NP-Hard: TSP & Hamiltonian Path/Cycle — Senior Level¶
A TSP solver is rarely the whole product — it is one component inside a routing engine that also juggles time windows, vehicle capacities, driver shifts, live traffic, and a service-level agreement. At senior level the question shifts from "what is the optimal tour?" to "what solver do I select, how do I bound its runtime, and what happens when it returns late or returns garbage in production?"
Table of Contents¶
- Introduction
- Routing & Logistics Engines
- Solver Selection at Scale
- Real Constraints: VRP and Beyond
- Architecture Patterns
- Code Examples
- Distance Matrices & Data Pipelines
- Observability
- Failure Modes
- Capacity Planning
- Summary
1. Introduction¶
The textbook TSP — symmetric, metric, single vehicle, no constraints — almost never appears in production. What appears is the Vehicle Routing Problem (VRP) and its many decorations: multiple vehicles, capacity limits, delivery time windows, pickup-then-dropoff precedence, asymmetric travel times that change by the minute, and a hard wall-clock budget because the dispatcher needs routes in 30 seconds, not 30 minutes.

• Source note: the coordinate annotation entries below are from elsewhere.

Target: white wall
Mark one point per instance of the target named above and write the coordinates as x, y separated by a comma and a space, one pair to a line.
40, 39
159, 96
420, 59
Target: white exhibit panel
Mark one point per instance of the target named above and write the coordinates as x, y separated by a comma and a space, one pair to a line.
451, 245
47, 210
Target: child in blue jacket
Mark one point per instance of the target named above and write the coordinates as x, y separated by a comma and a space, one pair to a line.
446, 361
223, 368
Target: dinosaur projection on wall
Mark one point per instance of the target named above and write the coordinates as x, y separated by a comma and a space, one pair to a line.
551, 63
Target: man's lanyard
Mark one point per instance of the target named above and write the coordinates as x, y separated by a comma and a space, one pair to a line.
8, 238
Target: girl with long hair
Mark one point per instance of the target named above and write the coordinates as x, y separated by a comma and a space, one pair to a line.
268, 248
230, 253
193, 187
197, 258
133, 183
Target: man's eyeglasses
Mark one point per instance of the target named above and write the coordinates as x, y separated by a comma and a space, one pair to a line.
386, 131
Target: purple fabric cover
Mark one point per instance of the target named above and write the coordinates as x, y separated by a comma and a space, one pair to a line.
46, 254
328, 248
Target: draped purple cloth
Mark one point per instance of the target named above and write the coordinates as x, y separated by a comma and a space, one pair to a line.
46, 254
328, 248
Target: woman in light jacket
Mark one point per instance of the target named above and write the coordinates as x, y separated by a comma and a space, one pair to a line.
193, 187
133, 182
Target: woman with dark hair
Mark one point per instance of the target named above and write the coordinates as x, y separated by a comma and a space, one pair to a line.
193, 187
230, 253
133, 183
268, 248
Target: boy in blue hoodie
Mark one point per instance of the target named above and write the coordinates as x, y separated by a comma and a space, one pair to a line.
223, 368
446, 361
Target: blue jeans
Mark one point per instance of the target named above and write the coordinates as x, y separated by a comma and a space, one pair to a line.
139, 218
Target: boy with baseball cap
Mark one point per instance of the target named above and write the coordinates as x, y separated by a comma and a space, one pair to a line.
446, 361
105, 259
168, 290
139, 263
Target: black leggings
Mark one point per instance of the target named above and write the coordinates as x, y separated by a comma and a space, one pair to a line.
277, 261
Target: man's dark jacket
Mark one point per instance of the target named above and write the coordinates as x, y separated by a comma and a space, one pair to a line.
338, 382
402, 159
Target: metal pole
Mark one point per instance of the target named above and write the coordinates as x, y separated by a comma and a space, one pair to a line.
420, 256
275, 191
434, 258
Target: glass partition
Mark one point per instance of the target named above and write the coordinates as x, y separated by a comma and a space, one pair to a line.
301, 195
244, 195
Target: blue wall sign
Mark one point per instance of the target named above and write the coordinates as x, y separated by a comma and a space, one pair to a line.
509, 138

A senior engineer's job is therefore selection and integration, not invention:
- Select the right solver for the instance size, structure, and time budget.
- Build the distance/time matrix correctly (this is usually the real bottleneck and the real cost).
- Wrap the solver in timeouts, fallbacks, and warm starts so a slow or failed solve never blocks dispatch.
- Observe tour quality and solve latency so you know when the optimizer is silently degrading.
- Plan capacity so the optimization service scales with order volume.
This document treats TSP/VRP as a service, not an algorithm.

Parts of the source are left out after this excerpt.